O exercício do poder familiar é regido pelas regras do artigo 1.634 do Código Civil de 2002, que preceitua em seu conteúdo a ideia de que compete a figura dos genitores em relação à pessoa dos filhos menores: a) dirigir-lhes a criação e a educação, devendo os pais matricularem seus filhos na rede regular de ensino, consoante o artigo 55 do Estatuto da criança e do adolescente; b) os manter em sua companhia e guarda, proporcionando-lhes a segurança de vida; c) conceder ou negar-lhes consentimento e permissão para casarem, assim ambos os pais devem concordar, pois o casamento emancipa e, portanto, interfere na situação jurídica de ambos; d) nomear lhes tutor por meio de testamento ou documento autêntico e válido, se caso um dos pais não sobreviver ou na hipótese em que o sobrevivente não puder exercer o poder familiar; e) os representar, até os dezesseis anos, nos atos da vida civil, e assisti-los após essa idade, nos atos em que os mesmos forem partes, suprindo-lhes o consentimento quando necessário; f) na circunstância em que o poder familiar foi violado, reclamá-los de quem ilegalmente os detenha; g) exigir que lhes prestem obediência, o devido respeito e as atividades próprias de sua idade e condição (BRASIL, 2002).

Ressalta-se que, em relação à responsabilização civil dos pais diante ao instituto do poder familiar, observa-se que este poderá ser suspenso ou destituído no caso deles fizerem o uso de maneira negligente em relação aos filhos, que poderão, inclusive, pleitear em juízo, reparação por danos morais. Pode-se, assim, o poder familiar ser delegado a terceiro no todo ou em partes, se o contexto do ambiente familiar exigir, todavia, para recebê-lo, o terceiro, deverá, preferencialmente, ser membro da família e digno da confiança dos pais. Caso não haja o cumprimento do que está disposto legalmente quanto às obrigações parentais em relação aos filhos, isto pode gerar certas consequências que iremos analisar a seguir.

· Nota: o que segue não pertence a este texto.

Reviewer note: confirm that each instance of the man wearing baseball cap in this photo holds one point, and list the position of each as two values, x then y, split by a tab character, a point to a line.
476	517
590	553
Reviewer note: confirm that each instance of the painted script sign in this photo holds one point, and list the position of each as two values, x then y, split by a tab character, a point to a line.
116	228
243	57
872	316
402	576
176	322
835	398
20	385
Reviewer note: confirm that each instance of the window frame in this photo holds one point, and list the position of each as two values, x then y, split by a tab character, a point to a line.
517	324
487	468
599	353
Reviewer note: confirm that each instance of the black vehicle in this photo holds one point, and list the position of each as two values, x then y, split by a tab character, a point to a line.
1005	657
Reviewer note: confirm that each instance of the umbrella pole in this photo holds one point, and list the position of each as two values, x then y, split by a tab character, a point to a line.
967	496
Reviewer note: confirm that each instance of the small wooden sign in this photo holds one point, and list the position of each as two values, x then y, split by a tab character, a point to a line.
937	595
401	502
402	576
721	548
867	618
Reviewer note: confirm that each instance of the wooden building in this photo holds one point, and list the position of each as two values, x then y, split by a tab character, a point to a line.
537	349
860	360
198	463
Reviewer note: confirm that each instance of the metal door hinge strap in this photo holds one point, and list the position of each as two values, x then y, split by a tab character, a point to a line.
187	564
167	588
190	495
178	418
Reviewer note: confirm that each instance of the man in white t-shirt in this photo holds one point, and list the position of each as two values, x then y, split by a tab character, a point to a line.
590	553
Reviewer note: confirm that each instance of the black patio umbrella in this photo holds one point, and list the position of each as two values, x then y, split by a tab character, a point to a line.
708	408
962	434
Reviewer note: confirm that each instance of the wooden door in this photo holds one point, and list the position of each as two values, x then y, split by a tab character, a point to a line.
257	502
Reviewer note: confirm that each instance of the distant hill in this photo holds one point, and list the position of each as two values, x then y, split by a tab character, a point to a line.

Como visto anteriormente, o descuido e negligência quanto ao exercício do poder familiar pode resultar na perda do responsável na gerência das decisões quanto ao interesse de seus filhos (ANGELINI NETA, 2016). Caso isso aconteça, os pais vão perdendo o poder de participar da vida de suas proles.

3.2.1 EXTINÇÃO DO PODER FAMILIAR

O crescimento e desenvolvimento da criança e do adolescente deve ser uma ação de integração contínua, não apenas de seus pais, mas também da sociedade e do poder público, já que a desenvoltura desses indivíduos se dá a partir do momento da sua interação com o meio em que está inserido.

Logo, o Estado tem interesse precípuo em uma futura geração que seja capaz de gerir, de forma eficiente, seus anseios individuais, além de ser capaz de influenciar a tomada de decisões de forma conjunta, visando o melhor para ele, tanto de forma isolada, quanto para as pessoas que o circundam. Nesse contexto, o bem-estar, de uma forma geral, do núcleo familiar e, de forma individual, do jovem, torna-se de interesse público, partindo do ponto em que bases familiares mais estruturas podem diminuir o índice de procura judicial para resolver litígios familiares e desafogando, dessa maneira, o sistema jurisdicional brasileiro.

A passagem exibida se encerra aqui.